GENSTYLE is grounded in the genomic signature paradigm. It offers three sets of tools for the characterization and classification of nucleotide sequences. Parts of GENSTYLE were made accessible to the bioinformatics community through our site () starting in 1999, after the publication of the seminal paper describing the concept and its usefulness (3). The current version results from a substantial redesign that developed into the GENSTYLE workspace. Three dedicated toolboxes have been implemented for collecting, selecting and processing sequences. The sequence analysis toolbox is made for Identification of the origin of short DNA fragments. Any DNA sequence is eligible for searching for its origin. This feature is useful, for example, for the recognition of rare and/or slow growth organisms (sequences usually hard to characterize). Detection of ‘atypical’ areas in a genome, in particular the detection of HTs (and potential donors). The closest species (from the genomic signature point of view) of an atypical DNA segment give clues about the donor in the case of putative HTs (under implementation). Building of taxonomic and phylogenetic trees. Distance between signatures remains to been established as a reference for phylogenetic studies, but several recent and interesting results have shown its potentially great value (15,17). In particular, our current work with corona viruses is very promising with this respect. There is a large genomic signature database behind GENSTYLE that greatly enhances its power and scope. The full set of GENBANK sequences, stored by species, is available for signature studies. The GENSTYLE companion genomic signature database handles ∼170 000 species and unspecified organisms (>2 000 000 DNA sequences). It is updated on a regular basis, using the bimonthly releases issued by GenBank.

GENSTYLE WORKSPACE

GENSTYLE tools are available from within a user workspace. This makes it possible to work online on the whole set (or part of it) of GenBank nucleotide sequences belonging to one or several species. User's sequences can also be uploaded to work with. Tools for the exploration and analysis of signatures are straightforward. They do not require much prior knowledge. Results are displayed in specific windows with images, tables and charts. Most of the outputs can be downloaded for further processing. The user's workspace can be saved for later use. There are three toolboxes in the GENSTYLE workspace: Online versions of additional tools already in use in our lab are currently under development. They include navigation along genomes by means of local signatures (for HT detection, for example), visualization of similarities between local signatures along several genomes and taxonomic trees. Sequence collector toolbox. The sequence collector allows workspace to be loaded with sequences of interest. Sequences can be selected through the GENSTYLE companion database browser. The user's sequences (FASTA format, eventually grouped into a single text file, zipped or not) can be uploaded through the uploader. Sequence filters toolbox. Although many sequences can be uploaded to a given workspace, it may be interesting to work on selected subsets. Several tools are available for this task, including selection of DNA type and size of sequences. Sequence analysis toolbox. The tools of this toolbox operate on the selected sequences of the workspace. They allow Visualization of sequence signatures. Detailed examination of signatures.
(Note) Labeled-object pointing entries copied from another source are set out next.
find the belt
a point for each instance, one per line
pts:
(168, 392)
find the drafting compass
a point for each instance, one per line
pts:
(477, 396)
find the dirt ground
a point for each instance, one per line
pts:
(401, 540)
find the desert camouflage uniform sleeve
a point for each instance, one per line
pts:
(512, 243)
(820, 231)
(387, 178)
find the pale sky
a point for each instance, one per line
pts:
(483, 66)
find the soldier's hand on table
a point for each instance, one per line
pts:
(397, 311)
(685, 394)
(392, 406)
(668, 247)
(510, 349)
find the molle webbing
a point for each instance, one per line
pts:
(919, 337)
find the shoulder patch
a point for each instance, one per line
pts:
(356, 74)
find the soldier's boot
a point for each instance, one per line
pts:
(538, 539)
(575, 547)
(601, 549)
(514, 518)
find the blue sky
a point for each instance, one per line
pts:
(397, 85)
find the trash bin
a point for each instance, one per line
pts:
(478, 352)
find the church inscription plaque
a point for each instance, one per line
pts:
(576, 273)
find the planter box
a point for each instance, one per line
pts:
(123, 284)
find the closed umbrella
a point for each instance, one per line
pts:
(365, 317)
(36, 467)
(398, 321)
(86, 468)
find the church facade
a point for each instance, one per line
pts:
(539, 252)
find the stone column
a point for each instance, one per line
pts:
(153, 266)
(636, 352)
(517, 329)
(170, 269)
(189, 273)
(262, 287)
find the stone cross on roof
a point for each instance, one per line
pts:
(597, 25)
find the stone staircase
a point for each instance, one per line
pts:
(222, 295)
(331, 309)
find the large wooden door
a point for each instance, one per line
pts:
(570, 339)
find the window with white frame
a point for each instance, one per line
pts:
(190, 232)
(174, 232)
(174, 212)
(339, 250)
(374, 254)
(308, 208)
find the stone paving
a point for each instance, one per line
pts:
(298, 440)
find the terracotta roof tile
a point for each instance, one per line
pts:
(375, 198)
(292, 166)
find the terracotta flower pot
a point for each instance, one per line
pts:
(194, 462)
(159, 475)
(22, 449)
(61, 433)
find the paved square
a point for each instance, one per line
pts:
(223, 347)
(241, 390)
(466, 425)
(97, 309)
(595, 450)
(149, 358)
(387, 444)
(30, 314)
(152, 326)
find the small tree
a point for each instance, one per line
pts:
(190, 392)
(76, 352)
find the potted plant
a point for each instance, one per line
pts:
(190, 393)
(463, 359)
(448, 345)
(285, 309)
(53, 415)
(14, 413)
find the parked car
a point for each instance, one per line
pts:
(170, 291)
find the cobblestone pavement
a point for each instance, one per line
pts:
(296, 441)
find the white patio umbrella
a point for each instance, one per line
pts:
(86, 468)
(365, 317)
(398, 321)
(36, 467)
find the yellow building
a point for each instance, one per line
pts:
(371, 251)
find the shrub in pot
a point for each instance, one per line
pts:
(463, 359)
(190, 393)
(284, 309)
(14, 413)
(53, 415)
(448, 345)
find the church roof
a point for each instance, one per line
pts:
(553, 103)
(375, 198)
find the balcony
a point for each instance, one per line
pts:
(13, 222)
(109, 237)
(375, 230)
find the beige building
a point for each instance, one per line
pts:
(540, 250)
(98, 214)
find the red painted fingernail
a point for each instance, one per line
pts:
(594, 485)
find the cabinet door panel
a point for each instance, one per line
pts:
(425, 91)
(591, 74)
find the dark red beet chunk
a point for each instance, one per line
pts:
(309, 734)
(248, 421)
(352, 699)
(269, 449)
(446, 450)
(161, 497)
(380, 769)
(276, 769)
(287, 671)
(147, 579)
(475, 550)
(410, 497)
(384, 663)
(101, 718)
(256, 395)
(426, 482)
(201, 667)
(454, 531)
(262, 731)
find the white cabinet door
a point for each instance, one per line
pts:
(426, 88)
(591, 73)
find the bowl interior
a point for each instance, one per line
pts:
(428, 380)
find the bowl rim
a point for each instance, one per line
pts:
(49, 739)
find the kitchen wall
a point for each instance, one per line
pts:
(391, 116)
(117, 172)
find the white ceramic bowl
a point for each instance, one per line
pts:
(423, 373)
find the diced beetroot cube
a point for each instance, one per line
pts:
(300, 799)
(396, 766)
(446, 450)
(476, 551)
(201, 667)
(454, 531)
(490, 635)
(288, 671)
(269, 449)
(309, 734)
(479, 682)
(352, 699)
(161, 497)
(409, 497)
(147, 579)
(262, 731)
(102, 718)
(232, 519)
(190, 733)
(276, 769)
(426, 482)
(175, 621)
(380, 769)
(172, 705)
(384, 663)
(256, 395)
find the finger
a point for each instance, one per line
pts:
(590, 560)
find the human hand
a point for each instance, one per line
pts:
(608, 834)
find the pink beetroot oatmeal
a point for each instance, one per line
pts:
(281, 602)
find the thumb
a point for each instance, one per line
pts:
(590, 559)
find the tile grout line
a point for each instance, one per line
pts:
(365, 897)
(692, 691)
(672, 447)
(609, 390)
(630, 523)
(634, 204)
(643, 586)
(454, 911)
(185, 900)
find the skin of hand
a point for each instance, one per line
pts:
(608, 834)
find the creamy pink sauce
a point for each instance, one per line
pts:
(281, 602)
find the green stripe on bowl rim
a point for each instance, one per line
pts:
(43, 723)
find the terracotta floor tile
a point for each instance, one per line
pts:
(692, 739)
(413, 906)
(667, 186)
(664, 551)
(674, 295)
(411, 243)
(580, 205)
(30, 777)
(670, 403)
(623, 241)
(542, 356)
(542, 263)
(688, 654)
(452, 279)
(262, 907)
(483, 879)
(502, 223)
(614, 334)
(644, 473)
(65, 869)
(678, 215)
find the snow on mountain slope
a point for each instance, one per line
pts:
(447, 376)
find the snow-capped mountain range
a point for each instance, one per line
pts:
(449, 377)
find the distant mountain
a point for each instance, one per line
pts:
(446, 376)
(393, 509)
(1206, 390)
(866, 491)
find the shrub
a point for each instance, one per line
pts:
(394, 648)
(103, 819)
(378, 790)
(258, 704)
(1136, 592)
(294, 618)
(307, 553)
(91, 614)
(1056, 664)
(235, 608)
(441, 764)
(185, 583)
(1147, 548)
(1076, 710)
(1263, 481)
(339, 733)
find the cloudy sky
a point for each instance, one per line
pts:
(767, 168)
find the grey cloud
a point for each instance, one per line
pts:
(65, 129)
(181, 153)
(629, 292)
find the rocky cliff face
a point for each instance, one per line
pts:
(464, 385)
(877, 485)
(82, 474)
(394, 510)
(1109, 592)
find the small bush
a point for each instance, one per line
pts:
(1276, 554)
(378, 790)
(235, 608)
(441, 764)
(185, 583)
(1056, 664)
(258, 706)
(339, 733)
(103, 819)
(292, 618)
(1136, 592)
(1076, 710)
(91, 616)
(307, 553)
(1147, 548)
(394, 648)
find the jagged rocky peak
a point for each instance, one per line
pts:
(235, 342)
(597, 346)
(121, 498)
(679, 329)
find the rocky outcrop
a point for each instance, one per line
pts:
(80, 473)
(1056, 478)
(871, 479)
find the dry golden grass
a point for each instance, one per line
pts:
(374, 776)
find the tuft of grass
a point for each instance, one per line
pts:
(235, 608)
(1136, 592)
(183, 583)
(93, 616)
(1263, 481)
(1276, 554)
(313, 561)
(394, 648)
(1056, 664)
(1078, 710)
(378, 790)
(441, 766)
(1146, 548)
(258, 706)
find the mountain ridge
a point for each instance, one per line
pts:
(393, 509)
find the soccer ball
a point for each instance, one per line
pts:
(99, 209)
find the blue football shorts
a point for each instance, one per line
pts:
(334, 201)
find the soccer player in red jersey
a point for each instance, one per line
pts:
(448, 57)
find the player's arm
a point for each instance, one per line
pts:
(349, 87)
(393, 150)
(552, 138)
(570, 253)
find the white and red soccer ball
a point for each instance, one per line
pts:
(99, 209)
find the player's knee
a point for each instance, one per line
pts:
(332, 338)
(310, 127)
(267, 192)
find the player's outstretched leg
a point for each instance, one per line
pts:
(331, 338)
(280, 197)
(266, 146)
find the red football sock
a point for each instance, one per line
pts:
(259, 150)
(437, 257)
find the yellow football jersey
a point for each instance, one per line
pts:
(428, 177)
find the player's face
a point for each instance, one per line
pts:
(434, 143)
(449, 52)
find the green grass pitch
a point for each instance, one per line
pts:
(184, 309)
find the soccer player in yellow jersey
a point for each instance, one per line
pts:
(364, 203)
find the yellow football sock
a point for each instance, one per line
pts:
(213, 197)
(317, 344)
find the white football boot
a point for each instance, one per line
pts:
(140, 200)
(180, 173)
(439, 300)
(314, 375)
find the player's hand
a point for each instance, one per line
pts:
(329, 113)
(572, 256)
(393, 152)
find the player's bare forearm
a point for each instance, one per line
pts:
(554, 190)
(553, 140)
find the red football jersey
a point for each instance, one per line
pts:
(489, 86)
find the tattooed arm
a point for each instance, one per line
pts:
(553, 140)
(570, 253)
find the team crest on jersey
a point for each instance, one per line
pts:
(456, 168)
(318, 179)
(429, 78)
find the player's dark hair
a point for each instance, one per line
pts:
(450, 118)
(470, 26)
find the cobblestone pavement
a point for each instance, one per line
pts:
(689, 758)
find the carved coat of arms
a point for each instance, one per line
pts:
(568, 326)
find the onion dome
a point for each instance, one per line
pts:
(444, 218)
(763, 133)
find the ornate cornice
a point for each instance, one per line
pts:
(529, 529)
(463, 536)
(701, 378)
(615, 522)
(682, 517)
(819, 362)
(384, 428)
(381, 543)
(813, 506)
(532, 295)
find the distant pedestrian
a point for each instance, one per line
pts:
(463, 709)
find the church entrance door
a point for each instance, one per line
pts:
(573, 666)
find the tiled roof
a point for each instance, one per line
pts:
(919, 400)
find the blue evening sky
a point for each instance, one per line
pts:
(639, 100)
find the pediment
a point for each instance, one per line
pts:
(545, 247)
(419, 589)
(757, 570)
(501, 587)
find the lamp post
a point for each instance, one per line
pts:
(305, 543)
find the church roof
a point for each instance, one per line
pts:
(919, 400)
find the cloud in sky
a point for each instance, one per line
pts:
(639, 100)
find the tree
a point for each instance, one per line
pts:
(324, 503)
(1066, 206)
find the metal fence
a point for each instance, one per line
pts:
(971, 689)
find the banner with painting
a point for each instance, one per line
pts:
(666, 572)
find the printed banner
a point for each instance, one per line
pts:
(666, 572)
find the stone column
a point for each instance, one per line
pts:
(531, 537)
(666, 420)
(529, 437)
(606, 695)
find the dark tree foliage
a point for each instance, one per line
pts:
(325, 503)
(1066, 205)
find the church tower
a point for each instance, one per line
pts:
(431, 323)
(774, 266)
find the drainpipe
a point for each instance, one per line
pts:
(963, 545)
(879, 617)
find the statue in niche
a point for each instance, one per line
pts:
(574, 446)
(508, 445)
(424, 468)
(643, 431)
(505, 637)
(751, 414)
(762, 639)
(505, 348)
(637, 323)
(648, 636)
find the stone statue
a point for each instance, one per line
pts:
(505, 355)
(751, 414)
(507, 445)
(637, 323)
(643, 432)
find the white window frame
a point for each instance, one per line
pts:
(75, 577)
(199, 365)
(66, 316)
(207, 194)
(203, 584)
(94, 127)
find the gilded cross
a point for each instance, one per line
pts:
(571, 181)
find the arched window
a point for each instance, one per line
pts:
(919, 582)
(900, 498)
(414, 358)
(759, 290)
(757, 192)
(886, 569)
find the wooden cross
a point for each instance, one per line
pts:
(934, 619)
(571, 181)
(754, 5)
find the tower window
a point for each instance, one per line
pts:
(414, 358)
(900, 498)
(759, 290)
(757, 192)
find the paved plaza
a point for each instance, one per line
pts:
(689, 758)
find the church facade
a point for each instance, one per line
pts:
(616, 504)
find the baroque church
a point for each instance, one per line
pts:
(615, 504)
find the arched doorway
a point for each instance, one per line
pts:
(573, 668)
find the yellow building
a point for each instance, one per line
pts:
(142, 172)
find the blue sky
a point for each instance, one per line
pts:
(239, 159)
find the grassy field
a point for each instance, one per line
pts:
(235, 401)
If several sequences are analysed together, a distance matrix (Euclidean metric, Phylip format) is provided to build taxonomic/phylogenetic trees (8). Searching for species with similar DNA signatures in the GENSTYLE companion database. Observation of similarities (and differences) between signatures by principal components analysis (PCA) (34).

WORKING WITH GENSTYLE

A tutorial is available online. It demonstrates how the origin of a small DNA sequence can be looked for in the GENSTYLE companion database. Briefly, the sequence of interest has to be pasted into the appropriate field of the demonstrator tool (Figure 1A). The sequence signatures for oligonucleotides (words) 1–9 nt long are subsequently calculated, oligonucleotide counts are obtained (Figure 1A) and signatures are displayed (Figure 1B). Specific word counts and frequencies are available in popup windows (Figure 1C). Species with the closest signatures are then determined (Figure 1D). Distances to the sequence of interest are expressed in an arbitrary unit (AU). It can be seen that the sequence of interest belongs to the SARS Virus (d = 11) and that the closest species are PEDV and PTGV corona viruses. Although this procedure seems to mimic BLAST/FASTA functions, it is quite different in nature. Similarities between sequences can be observed even when they are not homologous. As a consequence, the origin of a sequence can be obtained once the DNA material characterizing the genomic signature of the species of origin is available (typically 2000 nt). Homologous DNA counterparts are not required in the database.
Figure 1

An example from GENSTYLE's online tutorial.

  28 in total

1.  Mining Bacillus subtilis chromosome heterogeneities using hidden Markov models.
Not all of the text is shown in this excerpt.